O governo brasileiro nada tem feito para combater o protecionismo
O governo anunciou, na última quinta-feira, um pacote de socorro ao setor agrícola, tendo como um dos principais alvos os frigoríficos. A ajuda virá por meio de linhas de crédito do Banco Nacional de Desenvolvimento Econômico e Social (BNDES). Em meio ao sufoco enfrentado pelas empresas, a mão estendida pelo setor público dará um bom alívio. Mas, com certeza, não resolverá os problemas enfrentados pelos produtores de carne.
As dificuldades dos frigoríficos são anteriores ao estouro da crise financeira internacional, em setembro do ano passado. Começaram no fim de 2007, quando a Europa baixou uma série de medidas para frear as exportações brasileiras. Passou a exigir a rastreabilidade do gado, o que todos concordam, e o registro de todas as propriedades produtoras. Essa última medida, no entanto, mostrou-se inviável num país da dimensão do Brasil.
Desde então, as exportações de carne bovina in natura para a União Europeia despencaram. Em 2007, foram enviadas para aquele mercado 195,2 mil toneladas do produto. No ano passado, as vendas somaram apenas 36,2 mil toneladas e, nos primeiros dois meses de 2009, não passaram de 5 mil. Somente com o encolhimento de 81% nas exportações entre 2007 e 2008, o país perdeu aproximadamente US$ 800 milhões em receitas.
A situação é tão complicada que Bulgária e Romênia, países que entraram na União Europeia em 2007, simplesmente suspenderam as compras de carne brasileira. Antes, absorviam entre 200 e 400 toneladas de carne a cada ano.
Reciprocidade Abordei esse assunto para fazer um contraponto ao discurso que o presidente Lula tem feito em todos os fóruns internacionais nos quais vem participando: o protecionismo. Apesar de toda a gritaria contra o risco de fechamento de mercados — o que Lula compara a uma droga, que dá alívio imediato, mas logo leva à depressão —, o governo brasileiro nada tem feito para combater essa prática abusiva, como ressalta o presidente no Brasil do Conselho Empresarial da América Latina (Ceal), Marcus Vinícius Pratini de Moraes.
Em vez de ficar no discurso, Lula deveria ter baixado sanções a produtos europeus no mesmo valor das perdas de receitas dos exportadores brasileiros. É assim que tende a ser no comércio mundial, a política do toma-lá-dá-cá, da reciprocidade.
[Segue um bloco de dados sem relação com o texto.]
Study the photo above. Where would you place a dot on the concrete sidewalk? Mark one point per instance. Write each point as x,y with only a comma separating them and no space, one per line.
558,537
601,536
Certamente, os europeus, que são mestres em impor barreiras tarifárias e não-tarifárias a produtos agrícolas de países em desenvolvimento, pensariam duas vezes antes de punir os produtores brasileiros de carne, aos quais taxam em até 176%, por serem competitivos.
Portas fechadas O que mais assusta é que essas práticas protecionistas estão sendo adotadas bem próximo das nossas fronteiras, mais precisamente no Chile. A despeito de todas as promessas de reabrir seu mercado para a carne brasileira, fechado desde outubro de 2005, quando surgiram os focos de febre aftosa no Mato Grosso do Sul, problema praticamente solucionado, o país vizinho mantém as portas fechadas ao produto. Até essa postura arbitrária, o Chile era o terceiro maior mercado para a carne do Brasil, substituída, em grande parte, pelo produto paraguaio.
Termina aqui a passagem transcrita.